[<prev] [next>] [<thread-prev] [thread-next>] [day] [month] [year] [list]
Message-ID: <alpine.LFD.2.01.0908242113540.3218@localhost.localdomain>
Date: Mon, 24 Aug 2009 21:30:16 -0700 (PDT)
From: Linus Torvalds <torvalds@...ux-foundation.org>
To: Frederic Weisbecker <fweisbec@...il.com>
cc: "Eric W. Biederman" <ebiederm@...ssion.com>,
linux-kernel@...r.kernel.org, x86@...nel.org,
Thomas Gleixner <tglx@...utronix.de>,
Ingo Molnar <mingo@...hat.com>,
"H. Peter Anvin" <hpa@...or.com>,
Alan Cox <alan@...rguk.ukuu.org.uk>,
Greg Kroah-Hartman <gregkh@...e.de>
Subject: Re: v2.6.31-rc6: BUG: unable to handle kernel NULL pointer dereference
at 0000000000000008
On Mon, 24 Aug 2009, Linus Torvalds wrote:
>
> Anyway, I'll happily be shown wrong. I think the (second) patch I sent out
> is an acceptable hack in the presense of the current locking, but as I
> said, I'm not exactly happy about it, because I do think the locking is
> broken.
Btw, another solution to all this would be to just not have that
ldisc_mutex deadlock due to do_tty_hangup -> tty_ldisc_hangup at all.

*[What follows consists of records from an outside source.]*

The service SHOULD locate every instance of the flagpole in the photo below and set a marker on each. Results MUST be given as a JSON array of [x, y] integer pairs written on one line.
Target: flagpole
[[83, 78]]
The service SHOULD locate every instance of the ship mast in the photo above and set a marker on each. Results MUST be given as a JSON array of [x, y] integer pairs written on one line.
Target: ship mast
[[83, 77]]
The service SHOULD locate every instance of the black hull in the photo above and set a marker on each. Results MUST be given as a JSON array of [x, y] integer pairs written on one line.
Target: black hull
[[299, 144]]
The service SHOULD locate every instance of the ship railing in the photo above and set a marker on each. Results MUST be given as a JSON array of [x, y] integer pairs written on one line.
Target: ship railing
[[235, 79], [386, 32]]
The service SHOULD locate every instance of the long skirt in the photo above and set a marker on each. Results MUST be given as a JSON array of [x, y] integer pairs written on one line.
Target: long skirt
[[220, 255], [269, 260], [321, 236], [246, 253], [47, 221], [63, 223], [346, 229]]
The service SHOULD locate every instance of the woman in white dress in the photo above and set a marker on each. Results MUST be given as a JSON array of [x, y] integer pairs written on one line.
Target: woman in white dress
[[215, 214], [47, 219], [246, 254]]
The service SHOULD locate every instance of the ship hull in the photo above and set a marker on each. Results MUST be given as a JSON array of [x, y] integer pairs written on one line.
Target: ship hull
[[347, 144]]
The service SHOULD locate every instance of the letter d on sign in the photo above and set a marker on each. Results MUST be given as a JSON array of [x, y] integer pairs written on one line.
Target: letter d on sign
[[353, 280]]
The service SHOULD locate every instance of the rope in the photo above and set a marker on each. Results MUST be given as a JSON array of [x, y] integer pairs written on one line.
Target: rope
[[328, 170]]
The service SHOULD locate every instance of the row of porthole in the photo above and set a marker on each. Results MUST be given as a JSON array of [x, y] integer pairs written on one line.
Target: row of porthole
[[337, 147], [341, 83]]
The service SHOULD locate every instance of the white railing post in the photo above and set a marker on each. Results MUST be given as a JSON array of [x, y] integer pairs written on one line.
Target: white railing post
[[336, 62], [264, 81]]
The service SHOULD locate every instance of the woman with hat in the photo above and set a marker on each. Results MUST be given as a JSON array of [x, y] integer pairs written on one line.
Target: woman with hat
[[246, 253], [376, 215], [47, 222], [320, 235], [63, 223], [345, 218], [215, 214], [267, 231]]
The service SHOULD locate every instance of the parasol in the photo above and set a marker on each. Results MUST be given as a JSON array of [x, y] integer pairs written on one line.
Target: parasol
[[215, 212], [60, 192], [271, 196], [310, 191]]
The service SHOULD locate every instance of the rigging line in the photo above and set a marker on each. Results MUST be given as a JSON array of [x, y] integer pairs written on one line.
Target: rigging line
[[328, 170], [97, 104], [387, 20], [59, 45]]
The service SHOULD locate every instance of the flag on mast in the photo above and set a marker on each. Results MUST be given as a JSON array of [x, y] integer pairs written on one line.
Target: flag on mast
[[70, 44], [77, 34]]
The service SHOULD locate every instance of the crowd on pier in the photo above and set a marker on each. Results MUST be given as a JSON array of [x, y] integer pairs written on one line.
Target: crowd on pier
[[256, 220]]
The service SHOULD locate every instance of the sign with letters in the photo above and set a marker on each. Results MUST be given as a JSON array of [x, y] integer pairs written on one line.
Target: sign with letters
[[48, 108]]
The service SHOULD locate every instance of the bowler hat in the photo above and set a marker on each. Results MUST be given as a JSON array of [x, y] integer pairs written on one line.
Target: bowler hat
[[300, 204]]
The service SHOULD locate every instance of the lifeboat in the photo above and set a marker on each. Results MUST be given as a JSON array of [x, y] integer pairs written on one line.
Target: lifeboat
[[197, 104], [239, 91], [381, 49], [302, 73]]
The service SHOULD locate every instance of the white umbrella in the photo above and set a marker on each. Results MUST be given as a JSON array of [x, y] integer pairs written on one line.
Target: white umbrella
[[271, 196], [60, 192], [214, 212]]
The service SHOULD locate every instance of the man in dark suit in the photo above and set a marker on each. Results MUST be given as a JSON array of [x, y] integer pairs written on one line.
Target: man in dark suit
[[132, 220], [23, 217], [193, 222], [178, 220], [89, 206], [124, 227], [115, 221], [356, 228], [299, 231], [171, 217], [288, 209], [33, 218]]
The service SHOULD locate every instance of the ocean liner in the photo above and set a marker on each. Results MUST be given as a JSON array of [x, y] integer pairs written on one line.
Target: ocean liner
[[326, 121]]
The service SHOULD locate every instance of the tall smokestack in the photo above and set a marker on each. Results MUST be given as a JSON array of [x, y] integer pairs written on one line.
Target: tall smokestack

The actual _flushing_ doesn't need the mutex - it's just that both
flushing and hangup is done with workqueues.
If we can avoid the deadlock by not having the (artificial) workqueue
dependency, it would allow everybody to just hold on to the mutex over the
whole sequence - and would obviate the need for that hacky
TTY_LDISC_CHANGING bit thing in tty_set_ldisc.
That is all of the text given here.